Relatos de caza a la luz del candil 4

Una cacería el “El Quejigal” (5) primera parte

Ese año también, como ya venía siendo costumbre en él, El Capitán Páez se presentó en su pueblo desde “Sidi Ifni”, puntual como un "Longines", el día de vísperas de la apertura del periodo hábil de caza. En esta ocasión, sin recaderos por medio, fue él, en persona y al no mucho de haber "aterrizado" en casa de su hermana, el que se me presentó en La Escuela, y que, después de lo visto, más que por el apremio de saludar a un buen amigo, después de largos meses de ausencia, fue como para desembuchar una incontenible enhorabuena, que le bailaba en el corazón, por las excepcionales dotes y virtudes de las que, según tenía oído y más que ratificado en las pocas horas que llevaba en el pueblo, hacía gala la cachorra que me regalara, y así, desde el instante mismo en que apareciera en la puerta, comenzó a decirme, a la par que avanzaba hacia mi mesa con los bazos abiertos en actitud de estrecharme en un amigable abrazo, que no me podía ni imaginar la alegría tan enorme y la satisfacción tan sumamente grata que sentía, por el gran acierto que había tenido en la elección de la cachorra. Que por lo visto y como bien profetizara yo en su momento, había sido especialmente dotada por la diosa de la caza, la divina Diana. Que ya le tenía dicho algo, al respecto, su cuñado José María, en alguna que otra llamada telefónica, pero que, sorprendentemente, desde que, aquella misma mañana, pusiera los pies en Guadalcanal, no había dejado de oír, de unos y de otros, que "la perra, que le regalara a Don José Fernando, era el no va más en todas y cada una de las prestaciones, que un perro de caza puede ofrecer al más exigente de los cazadores".

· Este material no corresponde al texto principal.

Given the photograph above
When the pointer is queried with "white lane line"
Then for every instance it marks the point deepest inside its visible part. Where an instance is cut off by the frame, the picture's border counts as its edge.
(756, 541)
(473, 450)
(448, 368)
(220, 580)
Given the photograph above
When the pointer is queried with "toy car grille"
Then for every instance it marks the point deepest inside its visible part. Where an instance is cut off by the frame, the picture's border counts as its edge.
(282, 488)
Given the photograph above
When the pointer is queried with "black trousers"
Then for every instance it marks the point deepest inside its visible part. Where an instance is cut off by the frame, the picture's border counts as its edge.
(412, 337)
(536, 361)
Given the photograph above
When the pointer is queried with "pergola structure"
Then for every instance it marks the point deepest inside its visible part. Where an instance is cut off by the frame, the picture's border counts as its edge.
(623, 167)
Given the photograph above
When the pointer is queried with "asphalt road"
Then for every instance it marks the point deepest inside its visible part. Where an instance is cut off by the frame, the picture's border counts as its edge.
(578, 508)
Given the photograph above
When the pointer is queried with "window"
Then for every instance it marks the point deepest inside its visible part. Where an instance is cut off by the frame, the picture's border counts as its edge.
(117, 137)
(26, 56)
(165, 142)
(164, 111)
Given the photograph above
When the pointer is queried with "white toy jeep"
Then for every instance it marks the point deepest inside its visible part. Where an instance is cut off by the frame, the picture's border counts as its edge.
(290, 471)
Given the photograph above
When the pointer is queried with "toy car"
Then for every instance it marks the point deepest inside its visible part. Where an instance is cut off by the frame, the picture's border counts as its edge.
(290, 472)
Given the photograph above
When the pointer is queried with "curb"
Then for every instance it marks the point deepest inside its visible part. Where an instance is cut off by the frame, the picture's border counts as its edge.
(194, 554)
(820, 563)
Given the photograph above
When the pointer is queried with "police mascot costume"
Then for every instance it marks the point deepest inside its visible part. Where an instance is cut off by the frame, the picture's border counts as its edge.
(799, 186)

-No lo dudes.-Acudí a contestarle con el orgullo, ostensiblemente, reflejado en la cara, a la vez, que le expresaba mi más sincero agradecimiento.- Cuando la veas "metida en harina," tengo la más absoluta certeza de que te vas a quedar con los "güevos colgando", como tu cuñado me dijera, profetizando la valía de la perra.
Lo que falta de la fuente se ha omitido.